As one of the less than one per cent of First Nations students who attend post-secondary institutions, Crosby found a collection of artists whose work prompted images of past cultures. Emily Carr and her retrospective at the National Gallery of Canada in the summer of 1990 is a major focus in "Construction of the Imaginary Indian." Crosby points out that Carr paints the remaining traces of Indian culture such as totem poles and canoes. This artistic decision on Carr's behalf speaks to what Crosby interprets as an ambition to record others. In her text, Crosby questions this further by interrogating the subjects in Emily Carr's paintings. Crosby writes, "Carr paid a tribute to the Indians she 'loved'" but who were they?" "The Construction of the Imaginary Indian" argues Carr's paintings can be seen as a recording of relics or ethnographic depictions. In Crosby's eyes, Carr was searching for a Canadian identity and also recognition for acting honorably.

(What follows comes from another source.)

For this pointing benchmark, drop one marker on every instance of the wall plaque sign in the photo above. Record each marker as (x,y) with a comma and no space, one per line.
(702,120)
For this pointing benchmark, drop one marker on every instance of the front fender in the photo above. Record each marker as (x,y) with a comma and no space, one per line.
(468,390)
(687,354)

Crosby writes, "At this time, when the struggles of First Nations people for aboriginal rights and self-identity are being widely publicized, it is inappropriate, I think, for an art historian to describe Carr’s remarks as a 'statement of high moral purpose.'" Carr is not alone is being perceived by art historians this way, Paul Kane’s work and reception by the public is also unpacked in Crosby’s essay.

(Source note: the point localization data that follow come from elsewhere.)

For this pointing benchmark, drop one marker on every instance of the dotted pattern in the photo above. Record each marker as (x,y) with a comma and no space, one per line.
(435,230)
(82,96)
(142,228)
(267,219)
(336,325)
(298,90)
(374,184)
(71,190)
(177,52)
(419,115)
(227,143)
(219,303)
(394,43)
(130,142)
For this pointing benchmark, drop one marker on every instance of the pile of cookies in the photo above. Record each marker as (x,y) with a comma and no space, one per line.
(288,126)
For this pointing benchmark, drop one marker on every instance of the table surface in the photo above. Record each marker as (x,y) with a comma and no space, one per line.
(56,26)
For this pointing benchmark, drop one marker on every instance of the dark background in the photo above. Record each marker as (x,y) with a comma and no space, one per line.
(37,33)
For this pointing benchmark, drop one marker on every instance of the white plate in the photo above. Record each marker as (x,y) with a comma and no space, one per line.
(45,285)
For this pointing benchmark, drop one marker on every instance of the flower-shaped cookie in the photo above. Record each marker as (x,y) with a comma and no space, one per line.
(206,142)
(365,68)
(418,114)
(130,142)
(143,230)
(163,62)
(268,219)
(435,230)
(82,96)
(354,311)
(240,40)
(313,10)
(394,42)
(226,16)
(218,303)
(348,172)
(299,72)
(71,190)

In "Construction of the Imaginary Indian" Crosby writes that Paul Kane’s texts and images reflect nineteenth-century philosophical, religious and political views about indigenous peoples. Crosby adds, Kane’s 'historical documents' have transcended time with a message that is still embraced by some art historians and government officials. However, Kane's work today can be read as a detriment of First Nations people because his work became a rationale for denying aboriginal rights, because according to Kane being Indian meant being a savage. Clearly, Crosby finds Kane's claims of authenticity problematic. Paul Kane was committed to making journals in the hopes that they would become intrinsic or essential in value for historians. Crosby states that when a culture is represented as going through fatal changes, the natural thing to do is salvage or save it. "Construction of the Imaginary Indian" sheds light on the fact that Kane's’ success depended on the inevitable death of a primitive people and industrial's fascination with such individuals. Bill Reid's work moves slightly away from acting like a recording or documenting, when compared to Kane's journals.

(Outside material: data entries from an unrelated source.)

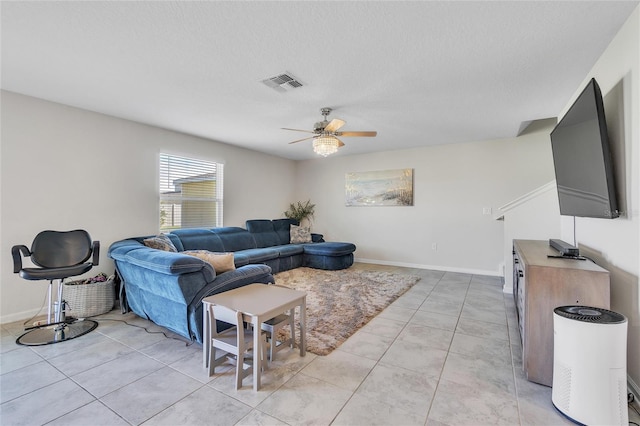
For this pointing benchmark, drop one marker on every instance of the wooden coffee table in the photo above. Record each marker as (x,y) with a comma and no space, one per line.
(258,303)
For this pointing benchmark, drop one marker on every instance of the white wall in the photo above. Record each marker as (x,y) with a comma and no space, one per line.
(64,168)
(452,185)
(614,243)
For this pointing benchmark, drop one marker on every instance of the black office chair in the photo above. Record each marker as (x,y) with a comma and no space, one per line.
(58,255)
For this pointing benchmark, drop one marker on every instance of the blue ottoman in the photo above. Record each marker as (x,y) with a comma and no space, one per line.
(328,255)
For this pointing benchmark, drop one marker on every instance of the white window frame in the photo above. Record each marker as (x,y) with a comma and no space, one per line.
(186,187)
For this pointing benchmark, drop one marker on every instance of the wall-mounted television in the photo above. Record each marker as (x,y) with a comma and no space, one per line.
(582,159)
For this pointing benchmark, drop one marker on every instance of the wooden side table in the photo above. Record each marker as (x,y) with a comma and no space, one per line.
(258,303)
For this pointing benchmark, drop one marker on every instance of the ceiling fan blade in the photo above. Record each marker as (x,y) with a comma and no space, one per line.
(297,130)
(300,140)
(369,134)
(334,125)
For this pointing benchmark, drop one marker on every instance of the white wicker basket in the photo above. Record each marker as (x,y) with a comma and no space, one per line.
(87,300)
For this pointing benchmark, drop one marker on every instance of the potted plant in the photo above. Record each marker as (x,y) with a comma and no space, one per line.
(301,211)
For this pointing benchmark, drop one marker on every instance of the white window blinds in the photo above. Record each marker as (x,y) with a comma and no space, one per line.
(190,193)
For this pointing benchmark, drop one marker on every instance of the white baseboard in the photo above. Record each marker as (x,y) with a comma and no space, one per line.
(496,273)
(21,316)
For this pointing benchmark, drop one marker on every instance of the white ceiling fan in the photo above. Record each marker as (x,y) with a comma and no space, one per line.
(325,134)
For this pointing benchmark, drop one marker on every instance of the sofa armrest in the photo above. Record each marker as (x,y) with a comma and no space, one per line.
(165,262)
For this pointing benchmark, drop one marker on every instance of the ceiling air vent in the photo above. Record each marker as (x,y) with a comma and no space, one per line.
(283,82)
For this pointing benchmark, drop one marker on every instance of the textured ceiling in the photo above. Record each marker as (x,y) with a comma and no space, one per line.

Bill Reid is introduced in Crosby's text as a central figure in this revival of Indian art. Crosby introduces Bill Reid as a Haida artist who took part in the so-called renaissance of Northwest Coast Indian art. Crosby writes, "In this vein, others besides Reid have been cited as saviors of native culture." In "Construction of the Imaginary Indian" the media's response to marginalized cultures within the postwar context is made central. In reciprocation to the publicizing of the apparent hardships of a culture there is a general global cry for decolonization and independence for non-Western nations (280). Reid has stated he: "wants to be taken on his own, engaged in the making of art, not Indian art." In her text, Crosby responds to this by commenting on political meaning behind his supposed autonomous art practice. Crosby writes, "Reid has actively supported the myth of the imminent death of the Indian, by identifying himself as hero and cultural saviour." Reid's work follows a rubric that promotes the dominant culture's assumption that is not only their obligation but their right to assume the responsibility of caring for a dying culture, that within the museum setting, becomes a homogeneous collection of Indian artifacts. Crosby writes, "The Indian was neatly contained within the institutional glass case, carefully locked away as a repository for the unthinkable or unspeakable parts of those who created it." Reid's work like Carr and Kane reinforces the myth of the artist while also underlining a culture's apparent helplessness.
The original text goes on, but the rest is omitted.